DataDog / dd-trace-java

Datadog APM client for Java
https://docs.datadoghq.com/tracing/languages/java
Apache License 2.0
587 stars 290 forks source link

dd-trace-java v1.25.1 crashes the JVM #6382

Open michal-kusy opened 11 months ago

michal-kusy commented 11 months ago

Hi DD team, we set up DD agent in our production env last week and we have got 6 random JVM crashes since then.

#
# A fatal error has been detected by the Java Runtime Environment:
#
#  SIGSEGV (0xb) at pc=0x00007f6661312634, pid=1, tid=1073020
#
# JRE version: OpenJDK Runtime Environment Corretto-17.0.5.8.1 (17.0.5+8) (build 17.0.5+8-LTS)
# Java VM: OpenJDK 64-Bit Server VM Corretto-17.0.5.8.1 (17.0.5+8-LTS, mixed mode, sharing, tiered, compressed oops, compressed class ptrs, g1 gc, linux-amd64)
# Problematic frame:
# C  [libjavaProfiler1675892613987672088.so+0x39634]  WallClock::signalHandler(int, siginfo_t*, void*, unsigned long long)+0x244
#
# Core dump will be written. Default location: //core
#
# JFR recording file will be written. Location: //hs_err_pid1.jfr
#
# An error report file with more information is saved as:
# //hs_err_pid1.log

[error occurred during error reporting (), id 0xb, SIGSEGV (0xb) at pc=0x00007f6688e1ec6c]

#
# If you would like to submit a bug report, please visit:
#   https://github.com/corretto/corretto-17/issues/
#
jbachorik commented 11 months ago

Hi @michal-kusy

Thanks for reporting the issue! Would it be possible to attach the hs_err_pid1.log or any other hs_err_*.log file? I would need that to see the complete stacktrace leading to the SIGSEG.

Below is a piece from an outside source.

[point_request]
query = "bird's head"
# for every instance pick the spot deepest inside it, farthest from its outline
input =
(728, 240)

If the log file contains any PII and you don't want it to be available publicly, you can also open a support ticket and provide the logs there.

Thanks!

michal-kusy commented 11 months ago

Hi @jbachorik,

thank you for taking care of dd-trace-java! I submitted support ticket #1479764 with attached hs_err_pid1.log.

jbachorik commented 11 months ago

In the meantime, can you add -Ddd.profiling.ddprof.wall.enabled=false? This will enable the walllclock profiler which is crashing. I inspected the crash log file but there seems to be something totally off because even the internal JVM stack unwinder fails when trying to generate the crash stacktrace :/

Is this a docker image? If yes, can you share the tag so I can try to reproduce? (I tried by downloading corretto binaries but with no luck - no crashes for me ...)

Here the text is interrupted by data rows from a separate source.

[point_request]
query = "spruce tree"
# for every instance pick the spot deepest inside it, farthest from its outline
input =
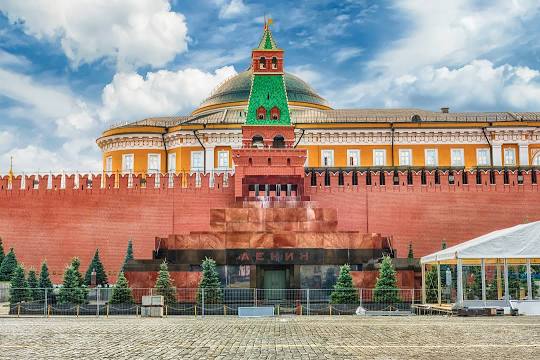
(344, 291)
(71, 291)
(129, 255)
(97, 265)
(213, 294)
(121, 292)
(19, 286)
(386, 290)
(8, 266)
(44, 278)
(76, 264)
(33, 285)
(432, 292)
(2, 253)
(164, 285)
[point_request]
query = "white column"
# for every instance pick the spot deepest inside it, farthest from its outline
(524, 154)
(506, 289)
(459, 284)
(483, 274)
(497, 155)
(209, 159)
(529, 280)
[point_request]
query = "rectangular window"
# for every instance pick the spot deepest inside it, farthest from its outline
(405, 157)
(432, 158)
(108, 164)
(327, 158)
(509, 156)
(154, 163)
(223, 160)
(457, 157)
(127, 163)
(379, 157)
(197, 161)
(482, 157)
(171, 163)
(353, 158)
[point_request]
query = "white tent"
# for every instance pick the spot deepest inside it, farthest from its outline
(520, 244)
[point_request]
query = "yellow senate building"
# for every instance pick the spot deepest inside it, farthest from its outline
(333, 138)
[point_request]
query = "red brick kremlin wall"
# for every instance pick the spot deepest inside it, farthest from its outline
(59, 224)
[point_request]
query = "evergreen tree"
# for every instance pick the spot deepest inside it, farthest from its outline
(33, 285)
(121, 292)
(344, 291)
(8, 266)
(97, 265)
(76, 264)
(386, 290)
(2, 253)
(44, 278)
(19, 286)
(432, 293)
(473, 283)
(410, 255)
(213, 294)
(443, 245)
(71, 291)
(129, 255)
(164, 285)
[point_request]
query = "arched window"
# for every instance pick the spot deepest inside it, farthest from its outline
(257, 141)
(274, 113)
(274, 63)
(261, 113)
(279, 142)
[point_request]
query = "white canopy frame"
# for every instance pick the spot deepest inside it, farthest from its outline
(517, 245)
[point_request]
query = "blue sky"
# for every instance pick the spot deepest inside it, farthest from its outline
(68, 69)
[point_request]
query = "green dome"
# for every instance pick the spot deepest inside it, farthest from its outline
(237, 89)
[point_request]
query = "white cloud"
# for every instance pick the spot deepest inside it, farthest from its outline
(452, 53)
(6, 139)
(479, 85)
(131, 97)
(37, 99)
(454, 32)
(34, 158)
(346, 53)
(52, 118)
(130, 33)
(231, 9)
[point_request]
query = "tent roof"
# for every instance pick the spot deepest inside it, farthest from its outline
(520, 241)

michal-kusy commented 11 months ago

Yeah it's jib built docker image with amazoncorretto:17.0.5-alpine as base image atm. Next release is going to be based on amazoncorretto:17.0.9-alpine.

jbachorik commented 10 months ago

Hi @michal-kusy - I have succeeded in identifying the crash location and I have proposed fix PR. Unfortunately, I am not able to reproduce the crash as it is most likely dependent on a high rate of thread creation and a bit of 'luck' to handle the profiling signal at a moment when the thread is not fully intitialized or it is being deinitialized.

I wonder if you would be able to test the custom build of the profiler library to see if it helps with the crashes? If not we will just get the fix released as a part of dd-trace-java and you could test just the regular release later.